Our tour of the framework will begin with an overview of the advantages it provides for storing sets of objects. As you'll
soon discover, because your old workhorse friends Hashtable and Vector support the new API, your programs will be uniform and concise -- something you and the developers accessing your code will
certainly cheer about.
After our preliminary discussion, we'll dig deeper into the details.
Before Collections made its most welcome debut, the standard methods for grouping Java objects were via the array, the Vector, and the Hashtable. All three of these collections have different methods and syntax for accessing members: arrays use the square bracket ([])
symbols, Vector uses the elementAt method, and Hashtable uses get and put methods. These differences have long led programmers down the path to inconsistency in implementing their own collections
-- some emulate the Vector access methods and some emulate the Enumeration interface.
To further complicate matters, most of the Vector methods are marked as final; that is, you cannot extend the Vector class to implement a similar sort of collection. We could create a collection class that looked like a Vector and acted like a Vector, but it couldn't be passed to a method that takes a Vector as a parameter.
Finally, none of the collections (array, Vector or Hashtable) implements a standard member access interface. As programmers developed algorithms (like sorts) to manipulate collections,
a heated discourse erupted on what object to pass to the algorithm. Should you pass an array or a Vector? Should you implement both interfaces? Talk about duplication and confusion.

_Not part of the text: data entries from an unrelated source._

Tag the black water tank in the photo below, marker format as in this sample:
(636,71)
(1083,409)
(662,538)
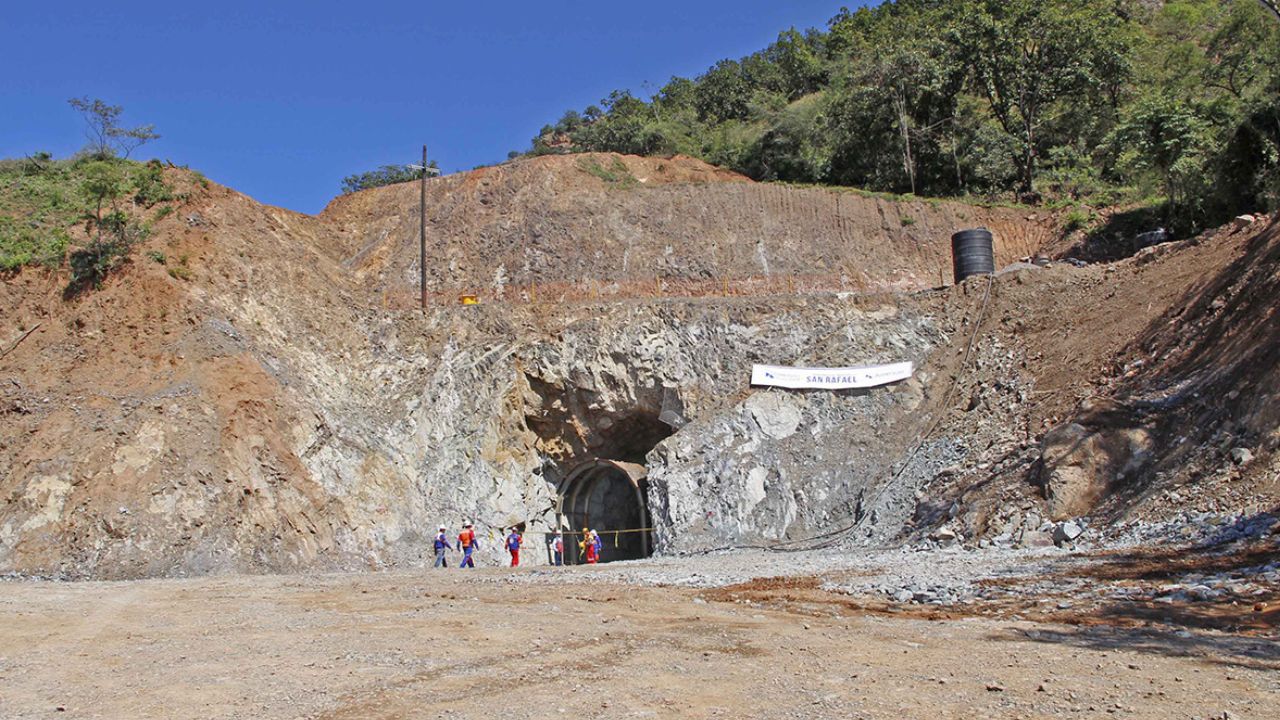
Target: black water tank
(972,254)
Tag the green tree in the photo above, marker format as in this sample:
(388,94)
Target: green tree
(1027,55)
(384,176)
(104,132)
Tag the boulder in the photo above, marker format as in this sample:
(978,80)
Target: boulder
(1066,532)
(1079,465)
(775,413)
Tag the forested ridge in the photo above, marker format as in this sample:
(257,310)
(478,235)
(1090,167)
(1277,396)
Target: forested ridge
(1174,105)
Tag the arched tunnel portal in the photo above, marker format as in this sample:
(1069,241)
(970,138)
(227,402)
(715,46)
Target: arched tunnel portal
(611,497)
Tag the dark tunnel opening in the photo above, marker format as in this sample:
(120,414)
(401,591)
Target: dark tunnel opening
(594,458)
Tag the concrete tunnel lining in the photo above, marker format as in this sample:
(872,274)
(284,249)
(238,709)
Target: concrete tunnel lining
(607,495)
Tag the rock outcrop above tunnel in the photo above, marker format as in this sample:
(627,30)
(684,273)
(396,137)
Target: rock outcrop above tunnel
(277,410)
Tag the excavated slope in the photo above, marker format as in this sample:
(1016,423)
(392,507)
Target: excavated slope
(551,222)
(275,411)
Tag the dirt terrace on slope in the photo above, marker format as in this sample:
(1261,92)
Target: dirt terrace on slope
(183,404)
(556,222)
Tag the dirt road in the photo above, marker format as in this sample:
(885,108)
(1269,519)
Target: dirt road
(474,645)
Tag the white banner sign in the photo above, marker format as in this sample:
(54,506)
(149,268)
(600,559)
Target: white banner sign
(830,378)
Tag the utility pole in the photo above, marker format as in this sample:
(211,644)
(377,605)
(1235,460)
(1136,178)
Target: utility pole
(421,236)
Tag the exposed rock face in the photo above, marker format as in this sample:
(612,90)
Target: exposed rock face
(1080,466)
(275,413)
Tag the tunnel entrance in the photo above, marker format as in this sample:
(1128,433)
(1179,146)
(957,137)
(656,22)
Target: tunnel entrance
(594,452)
(608,496)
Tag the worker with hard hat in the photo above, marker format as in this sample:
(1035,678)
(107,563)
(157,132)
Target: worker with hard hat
(469,545)
(513,541)
(588,546)
(442,546)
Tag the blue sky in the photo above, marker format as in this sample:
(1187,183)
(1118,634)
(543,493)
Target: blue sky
(283,99)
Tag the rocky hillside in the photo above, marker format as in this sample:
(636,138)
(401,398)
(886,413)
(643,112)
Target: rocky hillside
(280,405)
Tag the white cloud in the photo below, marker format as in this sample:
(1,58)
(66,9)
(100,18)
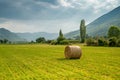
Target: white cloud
(65,3)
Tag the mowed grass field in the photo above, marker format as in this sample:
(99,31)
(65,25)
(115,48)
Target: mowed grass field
(47,62)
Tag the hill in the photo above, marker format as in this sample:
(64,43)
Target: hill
(33,36)
(100,26)
(6,34)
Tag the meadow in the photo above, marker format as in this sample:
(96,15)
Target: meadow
(47,62)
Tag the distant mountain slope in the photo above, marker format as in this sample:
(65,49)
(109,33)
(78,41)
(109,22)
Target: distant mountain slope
(6,34)
(33,36)
(101,25)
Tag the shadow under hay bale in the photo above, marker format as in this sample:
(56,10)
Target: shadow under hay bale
(73,52)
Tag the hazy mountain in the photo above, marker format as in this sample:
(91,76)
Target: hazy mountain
(101,25)
(33,36)
(6,34)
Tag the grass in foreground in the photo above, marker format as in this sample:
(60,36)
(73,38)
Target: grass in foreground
(35,62)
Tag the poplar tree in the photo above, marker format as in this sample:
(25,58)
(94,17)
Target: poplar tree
(82,31)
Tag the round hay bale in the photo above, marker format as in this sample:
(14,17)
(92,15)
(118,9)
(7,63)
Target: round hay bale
(73,52)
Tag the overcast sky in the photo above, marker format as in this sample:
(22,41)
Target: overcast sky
(51,15)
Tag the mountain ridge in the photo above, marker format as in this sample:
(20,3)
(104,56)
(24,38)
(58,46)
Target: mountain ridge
(100,26)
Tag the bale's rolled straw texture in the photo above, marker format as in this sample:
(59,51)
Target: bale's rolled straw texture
(73,52)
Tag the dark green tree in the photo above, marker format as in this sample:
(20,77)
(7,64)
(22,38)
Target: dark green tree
(5,41)
(114,32)
(61,37)
(40,40)
(82,31)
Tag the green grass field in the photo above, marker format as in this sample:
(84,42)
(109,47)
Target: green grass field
(36,62)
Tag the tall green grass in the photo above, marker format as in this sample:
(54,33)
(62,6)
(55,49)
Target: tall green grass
(36,62)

Thankfully, the Java Collections Framework remedies these problems and offers a number of advantages over using no framework
or using the Vector and Hashtable:
By implementing one of the basic interfaces -- Collection, Set, List, or Map -- you ensure your class conforms to a common API and becomes more regular and easily understood. So, whether you are implementing
an SQL database, a color swatch matcher, or a remote chat application, if you implement the Collection interface, the operations on your collection of objects are well-known to your users. The standard interfaces also simplify
the passing and returning of collections to and from class methods and allow the methods to work on a wider variety of collections.